By Tech. Sgt. Matt Davis
| 51st Fighter Wing Public Affairs | Oct. 3, 2019
Capt. Christopher Ng, 51st Medical Operations Squadron general surgeon, left, and Tech. Sgt. Joshua Crook, 51st MDOS noncommissioned officer in charge of ambulance services, middle, are advised by an instructor from the Minnesota Air National Guard’s 109th Aeromedical Evacuation Squadron during a two-day Tactical Combat Casualty Care training course on Sept. 25, 2019, at Osan Air Base, Republic of Korea. TCCC is a joint training course that provides medical personnel with capabilities to serve in hostile combat conditions. (Photo by U.S. Air Force photo by Tech. Sgt. Matt Davis)

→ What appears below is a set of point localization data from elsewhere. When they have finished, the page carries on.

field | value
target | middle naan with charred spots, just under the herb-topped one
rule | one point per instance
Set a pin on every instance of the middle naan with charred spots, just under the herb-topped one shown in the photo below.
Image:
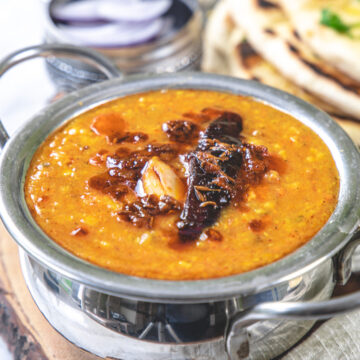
(272, 36)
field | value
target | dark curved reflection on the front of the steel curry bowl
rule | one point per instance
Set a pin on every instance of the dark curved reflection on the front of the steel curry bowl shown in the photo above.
(167, 323)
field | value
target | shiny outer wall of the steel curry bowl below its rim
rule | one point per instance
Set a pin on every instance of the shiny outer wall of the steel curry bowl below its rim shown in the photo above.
(134, 329)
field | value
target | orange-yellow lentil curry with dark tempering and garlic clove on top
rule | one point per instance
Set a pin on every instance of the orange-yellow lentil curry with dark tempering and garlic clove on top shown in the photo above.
(143, 185)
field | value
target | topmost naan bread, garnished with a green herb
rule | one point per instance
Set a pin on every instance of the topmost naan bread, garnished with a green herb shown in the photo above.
(335, 48)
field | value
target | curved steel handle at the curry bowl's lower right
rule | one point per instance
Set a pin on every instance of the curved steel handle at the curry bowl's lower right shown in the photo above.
(237, 342)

OSAN AIR BASE, Republic of Korea -- Medics from the 51st Medical Group participated in multiple two day Tactical Combat Casualty Care training courses recently at Osan Air Base, Republic of Korea. TCCC is a joint training course that provides medical personnel with capabilities to serve in hostile combat conditions.
The training is part of an Air Force-wide initiative to better prepare medics to serve in a variety of environments and mission conditions to better support the warfighter. Part of the initiative is to eventually phase out the current Self Aid and Buddy Care Program for all Airmen and implement TCCC as the standard.

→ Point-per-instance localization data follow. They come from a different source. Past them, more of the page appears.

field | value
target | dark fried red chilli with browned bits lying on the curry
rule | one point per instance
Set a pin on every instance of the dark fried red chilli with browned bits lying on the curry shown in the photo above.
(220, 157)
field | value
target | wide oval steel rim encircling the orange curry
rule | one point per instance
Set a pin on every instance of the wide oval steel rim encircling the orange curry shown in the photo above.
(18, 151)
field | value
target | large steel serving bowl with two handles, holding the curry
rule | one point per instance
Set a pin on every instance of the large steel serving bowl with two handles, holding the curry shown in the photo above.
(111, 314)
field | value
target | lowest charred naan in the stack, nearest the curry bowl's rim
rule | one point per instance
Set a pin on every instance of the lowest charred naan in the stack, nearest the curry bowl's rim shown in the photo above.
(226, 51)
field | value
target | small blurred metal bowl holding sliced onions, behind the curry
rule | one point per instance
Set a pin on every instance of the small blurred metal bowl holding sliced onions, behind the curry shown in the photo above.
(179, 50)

“TCCC allows medics to deliver care in the combat environment with the intent of saving lives by utilizing critical medication and treatment protocols,” said Master Sgt. Aaron Roberts, 51st MDG primary care flight chief. “It is also mandated as part of our Air Force Comprehensive Medical Readiness Program to ensure we are trained appropriately.”
Team Osan medics spent the first day of training in a classroom setting learning advanced skills in battlefield medical care. Day two allowed medics to apply these techniques during simulated care-under-fire scenarios, while also learning how to shoot, move and communicate while treating patients in a hostile environment.

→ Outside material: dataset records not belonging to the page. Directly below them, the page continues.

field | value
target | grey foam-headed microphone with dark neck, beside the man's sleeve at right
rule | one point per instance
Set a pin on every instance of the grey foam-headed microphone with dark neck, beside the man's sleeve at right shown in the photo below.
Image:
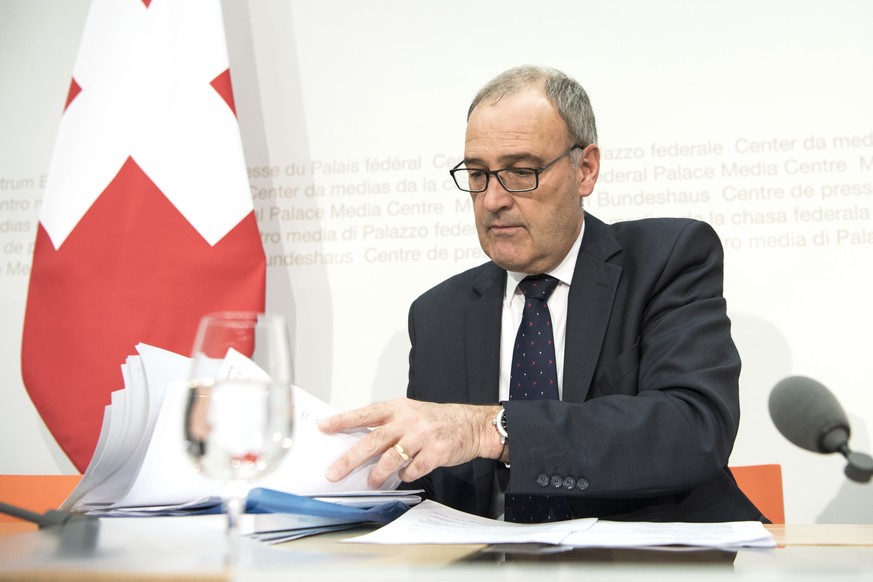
(808, 415)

Instructor teams from the Minnesota Air National Guard’s 109th Aeromedical Evacuation Squadron helped 51st MDG medic through each training scenario. Once a scenario was completed, the training cadre worked with each team to critique decisions made in the field.
“The most rewarding part of this training is being able to operate at the pinnacle of my scope practice,” Roberts said. “Additionally, being challenged to navigate and treat patients in environments and circumstances that I have never been exposed to.”
According to Air Force Surgeon General Public Affairs, the lessons developed in the course are battle-proven tactics currently used downrange in deployed locations.
“It’s important for Air Force medics to get this type of training to save lives. If this evidence-based training is standardized and taught to all warfighters, it could prevent needless deaths on the battlefield,” Roberts said.